The 18 year old was all set to marry another man, whom she really liked, until her older sister passed away. Now, with the widower looking after little baby Mordechai on his own and Shira at a ripe age to marry, another wedding seems the logical solution: a way to keep the family together and everyone happy.
Is it a terrible idea? Directed by Rama Burshtein, the first Orthodox Jewish female to make a film intended to be shown to the wider public, Fill the Void doesn’t try to pass judgement – a decision that rewards the audence with a rich, complex exploration of obligation and desire.
“You’re pressuring me,” she says to her mum, Rivka (an excellent Irit Sheleg), and Aunt Hanna (a determined Razia Israeli). “We’re not,” comes the reply. “Yochay is great but it’s What you want.”
Hadas Yaron is astonishing as the young bride-to-be, unsure about what she wants and yet certain about what is right. Her chemistry with the likeabley gentle Yiftach Klein is instantly believable; when the two meet, they simply sit awkwardly in silence for a minute while Burshtein’s quiet camera soaks up the frank atmosphere. Compliments about her appearance make us blush as much as her.
Their negotiation of emotions runs in contrast to the potential partnering of Shira’s friend Frieda (Feldman), who bears the sad brunt of rejection. As Shira gets to know her unassertive suitor, their relationship moves from timorous to tender, but never any further; Hasidic conventions dictate that they cannot come into physical contact, adding a frisson of tension to every interaction.
“You’re too close,” she says during one private exchange. “I could have been closer,” he murmurs.
Religion plays a huge part in their lives, but Fill the Void almost skirts the issue completely. It’s not about them looking to escape from the society, but finding a way to happiness within it; the Tel Aviv community supports the couple as they have the final say on their relationship.
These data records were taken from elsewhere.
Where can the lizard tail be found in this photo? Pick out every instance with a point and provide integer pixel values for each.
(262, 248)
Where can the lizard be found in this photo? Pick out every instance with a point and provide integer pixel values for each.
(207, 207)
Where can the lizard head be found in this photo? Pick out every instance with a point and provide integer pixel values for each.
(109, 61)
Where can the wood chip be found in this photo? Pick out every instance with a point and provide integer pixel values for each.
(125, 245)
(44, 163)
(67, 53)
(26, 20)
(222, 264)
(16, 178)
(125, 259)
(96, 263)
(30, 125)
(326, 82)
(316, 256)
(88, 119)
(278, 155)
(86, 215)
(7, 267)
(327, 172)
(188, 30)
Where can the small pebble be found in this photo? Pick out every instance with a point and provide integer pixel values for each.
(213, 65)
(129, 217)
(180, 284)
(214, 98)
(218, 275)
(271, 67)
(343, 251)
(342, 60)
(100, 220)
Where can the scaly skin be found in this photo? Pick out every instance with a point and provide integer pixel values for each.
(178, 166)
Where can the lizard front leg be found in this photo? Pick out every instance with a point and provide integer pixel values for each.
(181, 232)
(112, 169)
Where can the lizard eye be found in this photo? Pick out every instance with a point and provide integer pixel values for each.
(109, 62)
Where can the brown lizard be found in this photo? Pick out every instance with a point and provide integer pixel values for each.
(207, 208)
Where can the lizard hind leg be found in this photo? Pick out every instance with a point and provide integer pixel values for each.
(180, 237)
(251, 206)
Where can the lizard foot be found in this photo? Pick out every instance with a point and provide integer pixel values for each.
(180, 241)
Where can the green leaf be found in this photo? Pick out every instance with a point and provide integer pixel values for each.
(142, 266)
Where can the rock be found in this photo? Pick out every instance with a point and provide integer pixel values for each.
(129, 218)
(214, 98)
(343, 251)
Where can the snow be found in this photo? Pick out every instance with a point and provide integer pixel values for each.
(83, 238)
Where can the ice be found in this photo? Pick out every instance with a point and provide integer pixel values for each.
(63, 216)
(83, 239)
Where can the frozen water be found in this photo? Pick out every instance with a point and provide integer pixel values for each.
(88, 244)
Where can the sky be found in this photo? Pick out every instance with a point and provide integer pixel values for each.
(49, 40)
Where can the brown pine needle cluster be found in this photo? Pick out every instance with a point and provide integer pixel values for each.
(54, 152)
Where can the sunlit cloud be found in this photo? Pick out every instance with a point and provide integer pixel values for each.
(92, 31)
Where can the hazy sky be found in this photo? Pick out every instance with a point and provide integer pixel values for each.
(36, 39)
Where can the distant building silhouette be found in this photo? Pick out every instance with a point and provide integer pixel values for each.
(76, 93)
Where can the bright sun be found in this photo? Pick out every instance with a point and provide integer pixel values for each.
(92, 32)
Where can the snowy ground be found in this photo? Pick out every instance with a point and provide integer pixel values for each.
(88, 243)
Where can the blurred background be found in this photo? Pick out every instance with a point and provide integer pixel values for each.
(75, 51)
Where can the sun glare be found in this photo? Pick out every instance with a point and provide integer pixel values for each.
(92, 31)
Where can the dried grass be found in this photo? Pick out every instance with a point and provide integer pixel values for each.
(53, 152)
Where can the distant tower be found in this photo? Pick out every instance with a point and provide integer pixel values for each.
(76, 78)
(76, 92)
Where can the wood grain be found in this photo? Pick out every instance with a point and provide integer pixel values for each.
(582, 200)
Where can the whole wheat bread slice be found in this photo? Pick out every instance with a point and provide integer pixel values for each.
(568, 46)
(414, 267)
That tone turns the film from a stereotypical drama into a story of understated honesty and warmth – one scene where they are discussing the wedding with a Rabbi is interrupted by another old women. “Rabbi,” she says, “I need help to buy an oven.”
There are hints of social commentary, as Yochay tells his partner he doesn’t want her to disappear into the traditional role of a mother, but the focus is firmly on their feelings. When the big question appears to arrive, Shira turns to her possible husband. “Would you like to ask me?” He asks: “Why do you want to marry me?” The addition of that single word to the expected proposal creates a sentence that speaks volumes about the permanent bond of marriage. It’s a surprisingly exposed glimpse of the ambiguous, open truth of love, and makes Fill the Void one of the most interesting, moving films about relationships since The Graduate.